I have no problem with that fight happening now that Fury has agreed to face off against Oleksandr Usyk in early 2024. Exhibitions like Fury-Ngannou have a long history in boxing, like Mayweather vs. McGregor in recent years and dating back to Muhammad Ali facing professional wrestler Antonio Inoki in “The War of the Worlds” in June 1976 and so on.

The disconnect with how fans receive these exhibitions seems to be the distinction between what is “good for boxing” and what is best for the participating fighters. Legacy is great, and most of the top fighters in the sport are concerned about theirs, but legacies do not cover bills or pay for vacation homes. If Tyson Fury knows he can fight a mixed martial artist in Saudi Arabia for an ungodly sum of money, why should he care about the health of boxing when considering his next career move? A fighter has a shelf life in terms of earning potential, and while I would have preferred Fury face Usyk straight away, why should we frown on Tyson Fury making more money just because we would prefer clarity in the heavyweight division?

Premium cable networks, streaming services, promoters, and the like operate in their best financial interest without anyone batting an eyelash. Why should fighters receive a disproportionate share of criticism for doing the same?

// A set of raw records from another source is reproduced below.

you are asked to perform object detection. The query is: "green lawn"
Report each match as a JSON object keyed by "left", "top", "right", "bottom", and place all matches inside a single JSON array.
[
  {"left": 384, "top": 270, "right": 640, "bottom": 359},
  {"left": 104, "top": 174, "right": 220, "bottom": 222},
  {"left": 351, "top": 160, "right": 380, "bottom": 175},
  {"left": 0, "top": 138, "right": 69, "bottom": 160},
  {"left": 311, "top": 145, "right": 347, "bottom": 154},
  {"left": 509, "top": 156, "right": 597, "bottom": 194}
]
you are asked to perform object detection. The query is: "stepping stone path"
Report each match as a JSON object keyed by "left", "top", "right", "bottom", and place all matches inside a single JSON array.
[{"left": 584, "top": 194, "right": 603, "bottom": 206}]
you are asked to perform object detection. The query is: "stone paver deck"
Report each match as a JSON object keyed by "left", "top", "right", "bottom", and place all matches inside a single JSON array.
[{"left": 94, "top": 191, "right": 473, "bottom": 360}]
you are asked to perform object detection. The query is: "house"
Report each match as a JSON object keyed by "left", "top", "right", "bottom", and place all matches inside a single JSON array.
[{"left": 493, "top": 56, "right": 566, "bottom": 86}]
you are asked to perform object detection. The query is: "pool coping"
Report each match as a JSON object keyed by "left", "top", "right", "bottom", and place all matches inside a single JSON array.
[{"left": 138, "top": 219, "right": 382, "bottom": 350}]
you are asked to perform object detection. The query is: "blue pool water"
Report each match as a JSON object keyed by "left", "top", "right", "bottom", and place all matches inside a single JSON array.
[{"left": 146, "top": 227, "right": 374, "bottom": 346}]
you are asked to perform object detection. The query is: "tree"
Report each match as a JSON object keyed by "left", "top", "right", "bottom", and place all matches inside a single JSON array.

Isn’t the sport of boxing what it is because of the boxers themselves? When a retired boxer falls into financial hardship, people naturally feel bad for them. But when active fighters do whatever they can to maximize their financial earnings, they are almost always villainized. Holding those two beliefs is like trying to square a circle.

Until the financial incentives of boxing change (which is a different, lengthier discussion), boxers should not be looked down on for trying to maximize their earning potential. In any other area of society, diminishing your income for the greater good of your industry would be questioned at best. Yet boxers who put their lives on the line every time they step into the ring are supposed to consider the health of boxing as a whole when making career decisions?

Showtime made the understandable decision to get out of boxing after nearly four decades, which generally was received as a savvy, inevitable outcome given financial realities. Shouldn’t Tyson Fury taking a fight against Daniel Ngannou be received in the same way?